# 在 CPU 环境下运行的 CIFAR-10 ResNet 训练笔记本
# 保持原有训练方式与精度，提供详细计时与日志输出

# 目录（按顺序运行）
# 1. 环境与依赖检查（CPU 运行）
# 2. 数据预处理与加载器（CPU 设置）
# 3. 模型定义：带残差块的 ResNet_CIFAR10
# 4. 训练与测试函数：详细日志与计时
# 5. 主程序：CPU 训练流程、学习率调度与模型保存
# 6. 附录：执行顺序说明


In [None]:
# 1. 环境与依赖检查（CPU 运行）
import time
import torch
import torch.nn as nn
import torch.optim as optim
from torch.utils.data import DataLoader
from torchvision import datasets, transforms
import numpy as np
import matplotlib.pyplot as plt  # 绘制训练曲线

# 强制使用CPU，在线平台通常无GPU
device = torch.device('cpu')
print(f"使用设备: {device}")
print(f"PyTorch 版本: {torch.__version__}")

# 设定随机种子，保证可复现
seed = 42
np.random.seed(seed)
torch.manual_seed(seed)
torch.backends.cudnn.deterministic = False  # CPU 无效，但保持显式


In [None]:
# 2. 数据预处理与加载器（CPU 设置）
# 使用与原脚本一致的增强：随机裁剪+水平翻转+标准化
transform = transforms.Compose([
    transforms.RandomCrop(32, padding=4),
    transforms.RandomHorizontalFlip(),
    transforms.ToTensor(),
    transforms.Normalize((0.4914, 0.4822, 0.4465), (0.2023, 0.1994, 0.2010))
])

# 下载/加载 CIFAR-10 数据集到 ./data 目录
train_dataset = datasets.CIFAR10(root='./data', train=True, download=True, transform=transform)
test_dataset = datasets.CIFAR10(root='./data', train=False, download=True, transform=transform)

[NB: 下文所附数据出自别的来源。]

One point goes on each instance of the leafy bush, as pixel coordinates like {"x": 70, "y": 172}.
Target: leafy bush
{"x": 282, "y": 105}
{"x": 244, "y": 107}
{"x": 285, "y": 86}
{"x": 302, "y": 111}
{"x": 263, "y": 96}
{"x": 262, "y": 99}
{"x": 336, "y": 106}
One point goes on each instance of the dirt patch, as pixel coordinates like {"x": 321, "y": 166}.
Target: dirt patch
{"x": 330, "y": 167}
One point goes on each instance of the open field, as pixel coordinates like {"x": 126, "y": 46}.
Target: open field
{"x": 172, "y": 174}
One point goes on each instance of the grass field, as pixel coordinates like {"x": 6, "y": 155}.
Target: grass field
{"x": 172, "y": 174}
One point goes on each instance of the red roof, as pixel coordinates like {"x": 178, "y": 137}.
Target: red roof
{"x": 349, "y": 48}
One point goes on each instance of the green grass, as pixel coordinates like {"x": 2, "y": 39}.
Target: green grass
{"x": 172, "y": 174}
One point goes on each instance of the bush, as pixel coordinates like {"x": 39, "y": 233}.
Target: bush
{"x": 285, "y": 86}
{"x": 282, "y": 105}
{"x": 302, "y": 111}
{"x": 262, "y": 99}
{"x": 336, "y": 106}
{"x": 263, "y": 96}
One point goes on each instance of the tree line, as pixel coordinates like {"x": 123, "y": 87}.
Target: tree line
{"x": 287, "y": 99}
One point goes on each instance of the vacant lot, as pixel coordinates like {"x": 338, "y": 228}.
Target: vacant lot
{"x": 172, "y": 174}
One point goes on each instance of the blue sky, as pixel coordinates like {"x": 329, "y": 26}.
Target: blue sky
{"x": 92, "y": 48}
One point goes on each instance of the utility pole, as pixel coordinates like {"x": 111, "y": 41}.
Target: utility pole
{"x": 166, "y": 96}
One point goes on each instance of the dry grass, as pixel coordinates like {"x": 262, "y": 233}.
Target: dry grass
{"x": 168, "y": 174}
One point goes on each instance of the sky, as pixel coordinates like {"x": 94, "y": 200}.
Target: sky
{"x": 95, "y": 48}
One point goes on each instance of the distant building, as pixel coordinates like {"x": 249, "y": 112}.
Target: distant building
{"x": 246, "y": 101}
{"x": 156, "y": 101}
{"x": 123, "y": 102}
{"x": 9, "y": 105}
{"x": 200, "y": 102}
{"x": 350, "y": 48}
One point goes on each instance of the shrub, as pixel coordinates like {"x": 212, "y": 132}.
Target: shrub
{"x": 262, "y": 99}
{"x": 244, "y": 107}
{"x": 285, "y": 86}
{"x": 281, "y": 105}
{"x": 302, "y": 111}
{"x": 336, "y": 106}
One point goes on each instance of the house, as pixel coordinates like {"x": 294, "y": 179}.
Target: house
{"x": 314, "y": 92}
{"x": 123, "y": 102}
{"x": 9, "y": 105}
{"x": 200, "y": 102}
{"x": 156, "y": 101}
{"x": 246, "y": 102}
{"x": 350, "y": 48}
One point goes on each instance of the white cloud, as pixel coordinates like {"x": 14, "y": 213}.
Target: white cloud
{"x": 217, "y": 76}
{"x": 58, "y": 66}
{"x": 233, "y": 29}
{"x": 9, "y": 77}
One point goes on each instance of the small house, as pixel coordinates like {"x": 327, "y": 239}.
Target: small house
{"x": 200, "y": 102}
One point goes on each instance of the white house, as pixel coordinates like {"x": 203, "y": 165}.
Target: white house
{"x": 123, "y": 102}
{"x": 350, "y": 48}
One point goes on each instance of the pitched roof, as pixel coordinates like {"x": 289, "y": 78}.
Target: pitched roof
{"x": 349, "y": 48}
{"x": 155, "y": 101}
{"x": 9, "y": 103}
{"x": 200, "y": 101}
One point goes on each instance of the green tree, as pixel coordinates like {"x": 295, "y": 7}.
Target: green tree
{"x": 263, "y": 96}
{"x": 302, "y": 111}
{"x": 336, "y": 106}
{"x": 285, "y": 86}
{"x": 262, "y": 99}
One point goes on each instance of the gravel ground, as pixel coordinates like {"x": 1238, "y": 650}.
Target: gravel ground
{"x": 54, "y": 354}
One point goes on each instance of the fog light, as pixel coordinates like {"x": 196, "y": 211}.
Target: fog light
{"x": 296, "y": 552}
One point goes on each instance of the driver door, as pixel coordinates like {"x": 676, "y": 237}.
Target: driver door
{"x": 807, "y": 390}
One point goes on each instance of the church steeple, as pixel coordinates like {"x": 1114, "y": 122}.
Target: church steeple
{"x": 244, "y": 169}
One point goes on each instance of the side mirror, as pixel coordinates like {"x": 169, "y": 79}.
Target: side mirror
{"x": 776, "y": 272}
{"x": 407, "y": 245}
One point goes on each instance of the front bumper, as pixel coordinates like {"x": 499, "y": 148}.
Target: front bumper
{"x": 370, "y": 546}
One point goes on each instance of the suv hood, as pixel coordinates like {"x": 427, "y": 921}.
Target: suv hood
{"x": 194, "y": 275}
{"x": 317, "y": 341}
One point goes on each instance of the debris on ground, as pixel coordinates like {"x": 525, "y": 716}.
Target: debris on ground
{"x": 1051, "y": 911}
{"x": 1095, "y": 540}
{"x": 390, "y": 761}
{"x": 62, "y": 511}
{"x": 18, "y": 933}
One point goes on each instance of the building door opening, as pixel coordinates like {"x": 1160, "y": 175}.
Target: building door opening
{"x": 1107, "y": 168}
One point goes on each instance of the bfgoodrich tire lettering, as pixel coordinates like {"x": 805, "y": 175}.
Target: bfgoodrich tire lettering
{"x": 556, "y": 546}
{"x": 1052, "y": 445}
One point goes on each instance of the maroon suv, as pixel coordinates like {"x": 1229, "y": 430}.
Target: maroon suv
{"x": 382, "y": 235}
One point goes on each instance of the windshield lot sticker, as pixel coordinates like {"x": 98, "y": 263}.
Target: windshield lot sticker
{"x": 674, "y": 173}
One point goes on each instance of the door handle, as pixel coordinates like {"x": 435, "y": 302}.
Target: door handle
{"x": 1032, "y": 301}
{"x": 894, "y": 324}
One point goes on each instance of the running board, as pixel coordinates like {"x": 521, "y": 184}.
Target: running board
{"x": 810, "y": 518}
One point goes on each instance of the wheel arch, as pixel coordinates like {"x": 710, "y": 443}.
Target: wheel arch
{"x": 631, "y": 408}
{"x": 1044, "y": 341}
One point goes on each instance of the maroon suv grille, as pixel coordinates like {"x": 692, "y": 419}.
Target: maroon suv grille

# DataLoader：在线平台兼容性，num_workers=0，pin_memory=False（CPU）
batch_size = 128
train_loader = DataLoader(train_dataset, batch_size=batch_size, shuffle=True, num_workers=0, pin_memory=False)
test_loader = DataLoader(test_dataset, batch_size=batch_size, shuffle=False, num_workers=0, pin_memory=False)

print(f"训练集大小: {len(train_dataset)}, 测试集大小: {len(test_dataset)}")
print(f"批量大小: {batch_size}, 迭代步数/epoch: {len(train_loader)}")


In [None]:
# 3. 模型定义：带残差块的 ResNet_CIFAR10
class ResidualBlock(nn.Module):
    """基本残差块：两层3x3卷积 + 可选1x1 shortcut，用于对齐通道/步幅"""
    def __init__(self, in_channels, out_channels, stride=1):
        super().__init__()
        self.conv1 = nn.Conv2d(in_channels, out_channels, kernel_size=3, stride=stride, padding=1, bias=False)
        self.bn1 = nn.BatchNorm2d(out_channels)
        self.relu = nn.ReLU(inplace=True)
        self.conv2 = nn.Conv2d(out_channels, out_channels, kernel_size=3, stride=1, padding=1, bias=False)
        self.bn2 = nn.BatchNorm2d(out_channels)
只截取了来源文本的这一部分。